Appraisal is a policy-based process used mainly in property insurance to resolve disputes about the amount of loss.
Why It Matters
When the insurer and insured agree that a loss is covered but disagree on value, appraisal can provide a structured way to resolve the amount without turning every dispute into a full lawsuit.
How It Works in Real U.S. Insurance Practice
Property policies often include an appraisal condition. Each side selects an appraiser, and the appraisers select an umpire. If the appraisers disagree, the umpire helps resolve the amount. Appraisal usually focuses on valuation, not broad coverage disputes, fraud allegations, or legal interpretation of the policy. The exact scope varies by wording and state law.
Because appraisal can materially affect claim payment, it is a practical tool in homeowners, commercial property, and other first-party property settings where value disputes are common. It also changes leverage in a claim. Once appraisal is invoked, the discussion often shifts away from general argument and toward competing valuations, scopes of repair, depreciation assumptions, and supporting estimates.
| Dispute type | Is appraisal usually the right tool? | Why |
|---|---|---|
| Amount of repair or replacement cost | Usually yes | The process is built around competing valuations |
| Whether the policy covers the loss at all | Usually no | Coverage interpretation is often outside appraisal |
| Fraud or intentional misrepresentation | Usually no | Those issues usually require broader factual or legal resolution |
| Scope of covered damage after coverage is accepted | Often yes, depending on wording and state law | The dispute may still be framed as amount of loss |
Practical Example
After a hail loss, the insurer and business owner may agree that roof damage is covered but disagree on repair cost.

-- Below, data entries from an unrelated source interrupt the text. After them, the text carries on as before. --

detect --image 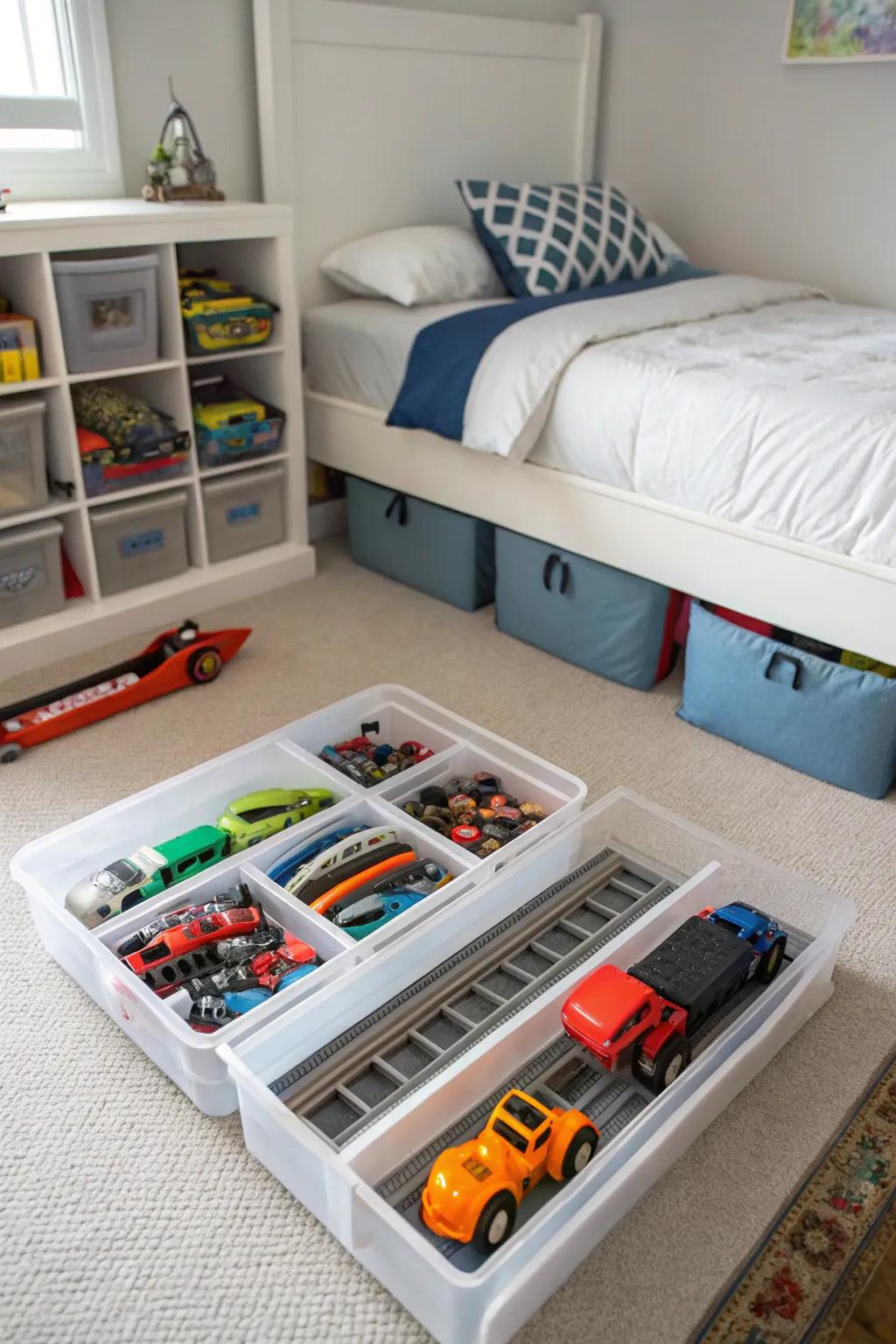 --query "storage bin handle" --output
[766,649,803,691]
[542,551,570,594]
[386,494,407,527]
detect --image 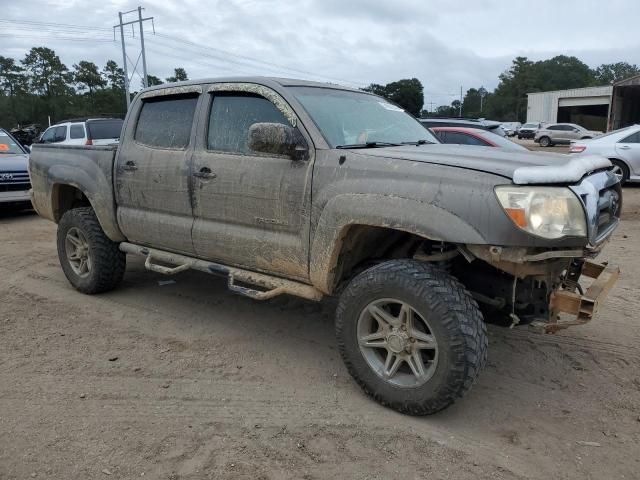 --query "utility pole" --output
[138,7,153,88]
[113,7,156,110]
[114,12,131,111]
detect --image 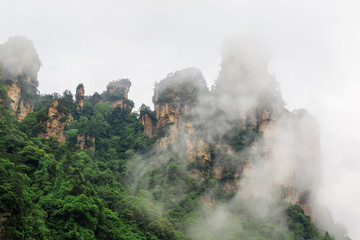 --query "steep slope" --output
[0,37,40,121]
[0,35,348,240]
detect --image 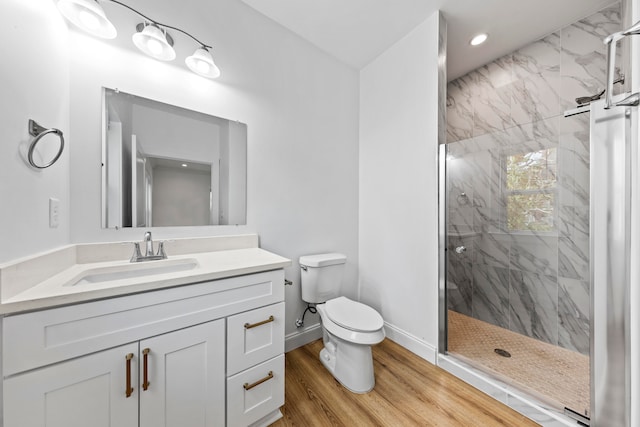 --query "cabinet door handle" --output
[242,371,273,390]
[244,316,276,329]
[125,353,133,397]
[142,348,151,391]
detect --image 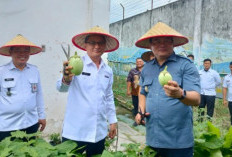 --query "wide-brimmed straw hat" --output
[135,22,188,48]
[141,51,154,62]
[0,34,42,56]
[72,26,119,52]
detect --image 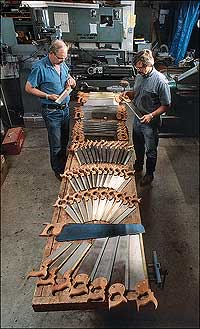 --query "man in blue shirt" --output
[119,49,171,186]
[25,40,76,180]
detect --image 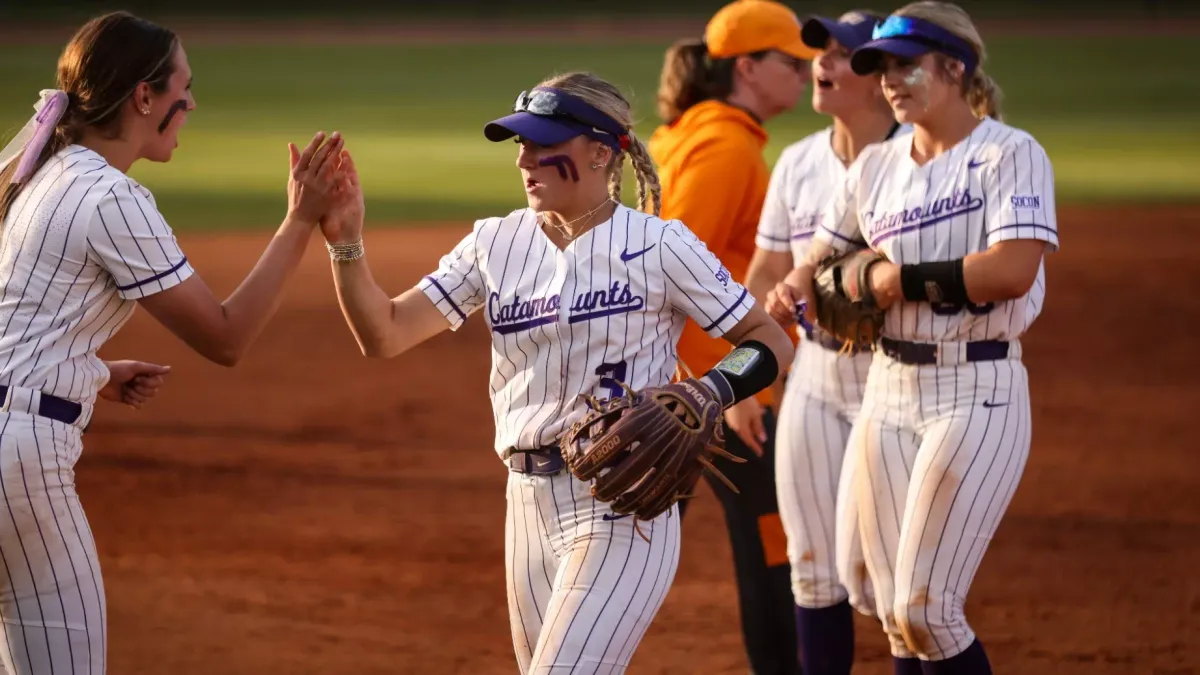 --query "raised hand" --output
[288,131,342,223]
[320,150,366,244]
[100,360,170,410]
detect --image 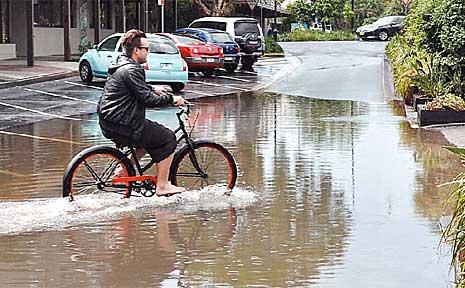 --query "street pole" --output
[273,0,278,42]
[174,0,178,30]
[26,0,34,66]
[350,0,355,31]
[161,5,165,33]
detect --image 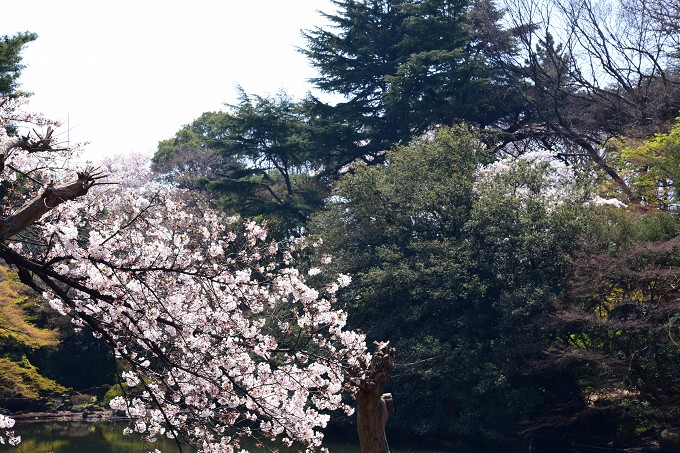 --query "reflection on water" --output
[0,422,504,453]
[0,422,186,453]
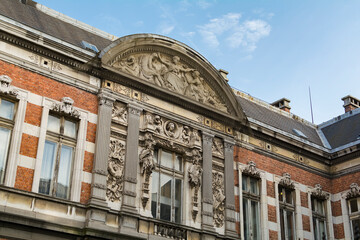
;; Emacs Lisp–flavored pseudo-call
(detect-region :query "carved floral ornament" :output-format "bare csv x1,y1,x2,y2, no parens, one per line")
346,183,360,199
242,161,260,178
311,184,329,200
0,75,19,97
279,173,295,189
106,139,125,202
110,52,228,112
51,97,80,118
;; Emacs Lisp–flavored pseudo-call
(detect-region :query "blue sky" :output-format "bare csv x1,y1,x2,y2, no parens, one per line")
37,0,360,124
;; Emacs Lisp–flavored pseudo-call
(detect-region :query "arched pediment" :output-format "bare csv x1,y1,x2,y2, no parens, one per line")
99,34,246,123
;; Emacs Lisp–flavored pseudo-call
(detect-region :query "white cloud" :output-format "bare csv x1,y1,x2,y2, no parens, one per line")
198,13,271,51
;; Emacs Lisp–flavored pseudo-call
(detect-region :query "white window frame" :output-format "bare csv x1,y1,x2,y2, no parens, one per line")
32,97,89,202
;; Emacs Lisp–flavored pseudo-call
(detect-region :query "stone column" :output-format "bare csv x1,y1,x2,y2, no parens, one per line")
122,104,142,213
201,132,215,233
224,139,238,237
90,90,115,207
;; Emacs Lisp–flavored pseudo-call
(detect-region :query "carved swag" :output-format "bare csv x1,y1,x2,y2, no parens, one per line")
106,139,125,202
111,52,228,112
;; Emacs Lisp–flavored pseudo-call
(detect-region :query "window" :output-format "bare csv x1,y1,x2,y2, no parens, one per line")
242,175,261,240
151,149,184,223
348,198,360,239
39,115,77,199
278,186,295,240
0,98,16,184
311,197,327,240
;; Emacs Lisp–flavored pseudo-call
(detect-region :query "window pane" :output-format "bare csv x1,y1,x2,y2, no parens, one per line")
251,201,260,240
175,155,182,171
174,179,182,223
241,175,248,192
151,172,159,218
160,174,172,221
243,198,250,239
161,151,173,168
47,115,60,133
250,177,259,195
39,141,57,194
286,211,295,240
350,199,359,213
56,145,73,198
64,120,76,138
0,99,15,120
0,127,11,184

They can invoke appraisal to determine the amount of loss even while other legal issues remain outside the appraisal process.

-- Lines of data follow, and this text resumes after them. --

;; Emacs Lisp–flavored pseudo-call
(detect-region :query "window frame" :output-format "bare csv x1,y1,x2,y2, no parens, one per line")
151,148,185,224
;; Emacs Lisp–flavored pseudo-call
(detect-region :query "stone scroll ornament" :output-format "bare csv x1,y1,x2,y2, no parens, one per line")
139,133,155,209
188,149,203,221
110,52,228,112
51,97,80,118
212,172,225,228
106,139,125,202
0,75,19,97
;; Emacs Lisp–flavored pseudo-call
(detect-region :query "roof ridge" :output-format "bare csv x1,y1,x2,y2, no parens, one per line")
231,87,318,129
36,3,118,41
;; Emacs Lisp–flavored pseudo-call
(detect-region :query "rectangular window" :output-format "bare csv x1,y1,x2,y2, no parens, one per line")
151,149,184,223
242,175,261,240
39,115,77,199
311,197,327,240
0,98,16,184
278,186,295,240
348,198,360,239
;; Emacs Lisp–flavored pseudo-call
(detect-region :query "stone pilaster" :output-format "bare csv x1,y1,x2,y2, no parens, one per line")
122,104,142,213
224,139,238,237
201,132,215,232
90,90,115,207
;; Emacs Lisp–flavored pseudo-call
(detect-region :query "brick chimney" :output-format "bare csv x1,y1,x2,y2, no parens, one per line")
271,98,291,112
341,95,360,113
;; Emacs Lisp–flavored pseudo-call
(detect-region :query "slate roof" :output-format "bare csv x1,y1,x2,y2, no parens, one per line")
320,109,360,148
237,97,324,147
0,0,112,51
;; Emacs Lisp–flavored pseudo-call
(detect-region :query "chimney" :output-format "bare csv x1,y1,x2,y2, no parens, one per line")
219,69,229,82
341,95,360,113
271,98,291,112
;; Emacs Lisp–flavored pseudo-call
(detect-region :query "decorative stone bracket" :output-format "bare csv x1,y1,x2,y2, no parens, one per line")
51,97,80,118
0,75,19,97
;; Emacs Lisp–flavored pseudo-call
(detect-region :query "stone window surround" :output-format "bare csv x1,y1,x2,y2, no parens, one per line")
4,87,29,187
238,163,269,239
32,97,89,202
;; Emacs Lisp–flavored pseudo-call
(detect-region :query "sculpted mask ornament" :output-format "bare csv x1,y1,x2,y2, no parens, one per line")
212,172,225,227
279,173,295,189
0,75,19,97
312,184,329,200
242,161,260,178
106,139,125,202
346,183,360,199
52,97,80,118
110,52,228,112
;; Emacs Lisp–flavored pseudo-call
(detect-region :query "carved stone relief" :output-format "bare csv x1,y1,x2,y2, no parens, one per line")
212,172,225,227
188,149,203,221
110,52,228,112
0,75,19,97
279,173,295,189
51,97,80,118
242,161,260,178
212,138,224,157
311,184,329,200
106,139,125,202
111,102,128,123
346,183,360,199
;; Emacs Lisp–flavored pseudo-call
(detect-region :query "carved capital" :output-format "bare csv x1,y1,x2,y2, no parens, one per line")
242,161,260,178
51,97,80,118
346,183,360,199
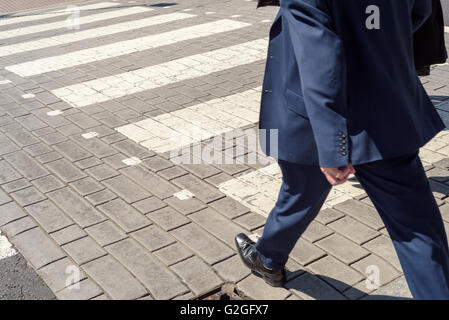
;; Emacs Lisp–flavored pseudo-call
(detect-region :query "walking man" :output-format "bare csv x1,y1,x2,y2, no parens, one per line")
235,0,449,299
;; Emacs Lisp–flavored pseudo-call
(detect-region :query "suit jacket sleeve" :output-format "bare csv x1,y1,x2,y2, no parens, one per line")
282,0,349,167
412,0,432,32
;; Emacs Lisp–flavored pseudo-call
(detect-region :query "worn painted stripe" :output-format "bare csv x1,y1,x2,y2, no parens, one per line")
218,163,364,216
0,7,154,39
0,12,195,57
0,232,17,260
51,38,268,108
115,87,261,153
5,18,250,77
0,2,118,26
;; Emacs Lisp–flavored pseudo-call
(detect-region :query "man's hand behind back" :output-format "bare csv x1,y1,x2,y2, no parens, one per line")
321,163,355,186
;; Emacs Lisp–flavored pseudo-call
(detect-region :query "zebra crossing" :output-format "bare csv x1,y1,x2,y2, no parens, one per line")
0,0,449,299
0,2,370,225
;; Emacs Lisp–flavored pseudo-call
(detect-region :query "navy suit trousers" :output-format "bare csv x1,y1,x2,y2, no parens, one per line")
256,151,449,299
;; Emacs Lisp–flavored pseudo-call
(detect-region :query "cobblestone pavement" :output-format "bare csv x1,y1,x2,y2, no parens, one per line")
0,0,449,299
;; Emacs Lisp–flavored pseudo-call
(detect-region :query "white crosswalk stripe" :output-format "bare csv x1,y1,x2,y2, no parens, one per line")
0,2,117,26
0,231,17,260
0,12,195,57
218,163,364,216
0,6,154,39
5,18,250,77
52,38,267,108
116,87,261,153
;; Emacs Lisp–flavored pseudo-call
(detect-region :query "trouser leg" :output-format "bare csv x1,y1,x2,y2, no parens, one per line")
256,161,332,270
355,152,449,299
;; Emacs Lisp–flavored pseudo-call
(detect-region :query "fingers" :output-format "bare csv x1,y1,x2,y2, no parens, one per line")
321,164,355,186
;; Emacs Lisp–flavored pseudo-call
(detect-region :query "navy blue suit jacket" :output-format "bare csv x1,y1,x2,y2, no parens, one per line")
259,0,445,167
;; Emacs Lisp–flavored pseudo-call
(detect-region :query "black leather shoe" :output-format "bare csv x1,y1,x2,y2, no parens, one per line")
235,233,286,287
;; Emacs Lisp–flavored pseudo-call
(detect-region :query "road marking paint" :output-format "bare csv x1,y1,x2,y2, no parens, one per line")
115,87,261,153
0,2,117,26
0,12,195,60
0,7,154,39
51,38,268,108
5,19,249,77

The same pattern shows up in homeowners claims when the insurer and insured both accept that storm damage occurred but disagree over whether the loss supports patch repair, partial replacement, or full replacement.
Common Misunderstandings or Close Contrasts
- Appraisal is not the same as arbitration in every respect.

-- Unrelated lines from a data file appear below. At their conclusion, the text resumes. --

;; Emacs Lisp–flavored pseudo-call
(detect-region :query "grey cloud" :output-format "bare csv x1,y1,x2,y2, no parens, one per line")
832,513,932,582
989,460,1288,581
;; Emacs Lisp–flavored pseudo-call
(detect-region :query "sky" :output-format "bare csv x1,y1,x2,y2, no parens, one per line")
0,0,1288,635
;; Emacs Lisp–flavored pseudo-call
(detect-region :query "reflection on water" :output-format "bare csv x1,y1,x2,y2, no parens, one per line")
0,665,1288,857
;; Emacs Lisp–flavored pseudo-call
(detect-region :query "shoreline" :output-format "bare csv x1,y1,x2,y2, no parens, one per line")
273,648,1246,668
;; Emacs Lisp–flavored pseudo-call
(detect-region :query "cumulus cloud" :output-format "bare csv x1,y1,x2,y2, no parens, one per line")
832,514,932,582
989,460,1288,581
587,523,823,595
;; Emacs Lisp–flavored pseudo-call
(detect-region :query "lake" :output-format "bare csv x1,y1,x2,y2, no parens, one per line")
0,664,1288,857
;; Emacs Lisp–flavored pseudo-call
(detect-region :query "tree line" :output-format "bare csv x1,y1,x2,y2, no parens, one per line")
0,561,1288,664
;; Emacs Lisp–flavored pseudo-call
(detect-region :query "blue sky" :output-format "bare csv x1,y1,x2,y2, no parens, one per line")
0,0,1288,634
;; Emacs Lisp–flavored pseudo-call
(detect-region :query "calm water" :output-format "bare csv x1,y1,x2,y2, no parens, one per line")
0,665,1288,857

- It usually addresses amount of loss, not every coverage issue.
- Invoking appraisal does not necessarily mean either side admitted every element of the claim.
FAQ
Can appraisal decide whether the policy covers the loss at all?
Knowledge Check
If the insurer and insured agree that storm damage is covered but sharply dispute replacement cost, is appraisal usually aimed at coverage or at valuation?
It is usually aimed at valuation. Appraisal is generally the amount-of-loss tool, not the forum for every broader coverage disagreement.